Currently on display at NPG is a group of lively impressions of international diplomats in Britain at the end of the 19th century – often overlooked individuals from a largely forgotten aspect of Victorian history. They include Chinese envoy Kuo Sung-tao in 1877, Japanese ambassador Tadasu Hayashi 1902 and Ras Makonnan (then anglicized as Makunan) (1852-1906) envoy from Abyssinia (as it was) who was father of Ras Tafari Makonnan, later Emperor Haile Selassie I of Ethiopia. (Spellings vary and in some sources Makonnan’s full name is given as Mäkonnen Wäldä-Mikaél Guddisa)

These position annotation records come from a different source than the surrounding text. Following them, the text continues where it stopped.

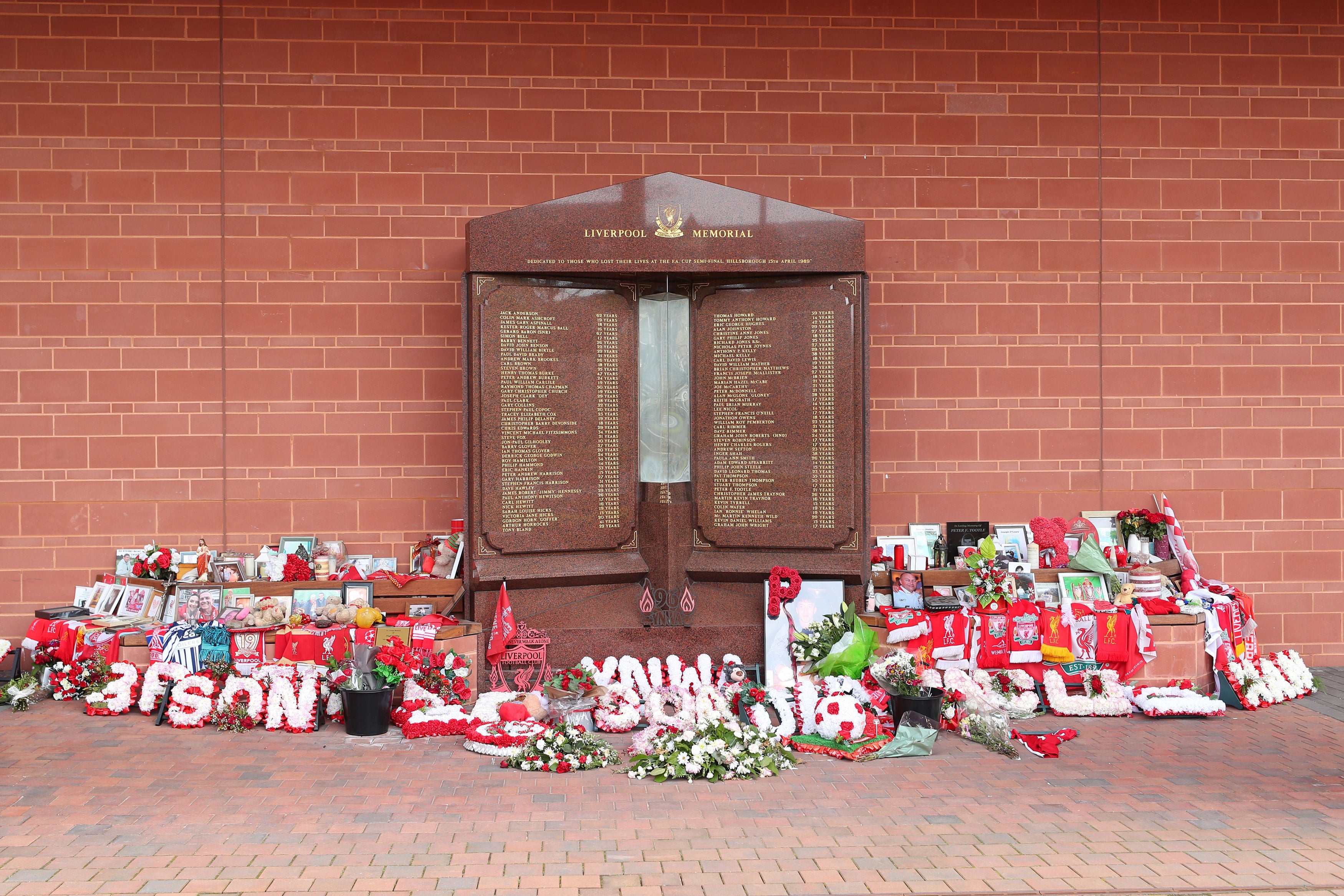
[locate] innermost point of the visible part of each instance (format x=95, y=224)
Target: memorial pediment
x=669, y=224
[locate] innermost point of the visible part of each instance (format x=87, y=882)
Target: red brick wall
x=361, y=140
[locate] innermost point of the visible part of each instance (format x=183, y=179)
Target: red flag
x=505, y=629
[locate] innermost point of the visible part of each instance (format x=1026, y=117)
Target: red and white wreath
x=118, y=696
x=287, y=707
x=617, y=710
x=1102, y=695
x=237, y=687
x=500, y=738
x=436, y=722
x=1177, y=699
x=191, y=702
x=156, y=684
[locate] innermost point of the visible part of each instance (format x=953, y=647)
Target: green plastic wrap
x=850, y=655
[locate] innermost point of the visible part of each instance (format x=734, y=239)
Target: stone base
x=1180, y=653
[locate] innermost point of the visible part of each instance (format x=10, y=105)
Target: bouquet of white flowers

He arrived in Britain on 23 June 1902 for the coronation of Edward VII at the end of the month, which owing to illness was postponed till 9 August. In the unplanned interval he visited Birmingham, Glasgow and Paris. Back in London, he paid an official visit to Windsor, where according to one courtier, ‘he came with a suite of jolly black men who consumed a great deal of fruit at tea’. Before tea, the Ras paid a special visit to St George’s Chapel, to see the burial place of Theodore [Prince Alamayou] , described as ‘the little Ethiopian prince, to whom Queen Victoria had extended her protection’ and upset the Dean of the chapel by saying the memorial inscription was ‘wrongly written’ (no further details)
While in Britain Ras Makonnan sat for portraits: photographs by the Lafayette studio in Bond St, wearing full ceremonial regalia, and a watercolour by caricaturist Leslie Ward, wearing plainer robes and seated with his rifle across his knees – such a long firearm that its depiction reaches beyond the sides of the artist’s sheet, and was so reproduced in Vanity Fair six months after the event.